Ngambri Ngunnawal (Canberra): 10am at Aboriginal Tent Embassy.
Tarndanya (Adelaide): 12:30pm at Victoria Square.
Nipaluna (Hobart): 11:15am via Facebook Live at Tasmanian Aboriginal Centre.
Boorloo (Perth): 12pm - 2pm
Mparntwe Country (Alice Springs): 10am at Court Lawns.
Garramilla (Darwin): 10am community protest planned outside of Don Dale Youth Detention Centre to call for the facility’s closure.
Grandmothers Against Removals: A grassroots organisation helmed by Aboriginal grandmothers like Wiradjuri elder and activist Jenny Munro. It is fighting against the forced removal of Aboriginal children from their families and communities.
Aboriginal Legal Service: First opening its doors in 1970, the ALS is a free community legal service that provides support to Aboriginal and Torres Strait Islander peoples navigating the legal system.
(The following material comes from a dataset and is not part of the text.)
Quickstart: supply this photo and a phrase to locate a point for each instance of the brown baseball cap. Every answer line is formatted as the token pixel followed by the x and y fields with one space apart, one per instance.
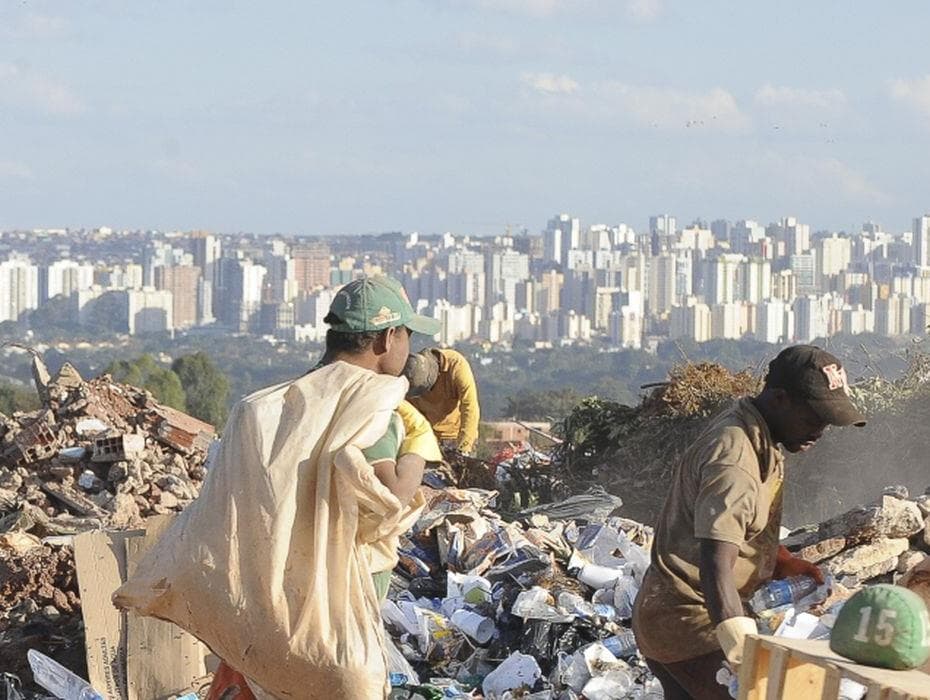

Sisters Inside: Established in 1992, Sisters Inside is an organisation advocating for the human rights of women and girls in prison.
National Aboriginal Community Controlled Health Organisation: The National Aboriginal Community Controlled Health Service is a primary health care service initiated and operated by the local Aboriginal community to deliver holistic, comprehensive, and culturally appropriate health care to the community which controls it. You can find your local community-controlled health organisation at the designated link to find where best to donate.
Path to Equality: Path to equality have compiled a comprehensive portal to multiple organizations you can donate to.
Black Rainbow: An organisation in place to provide intersectional support to queer and LGBTIQA+ First Nations individuals and communities.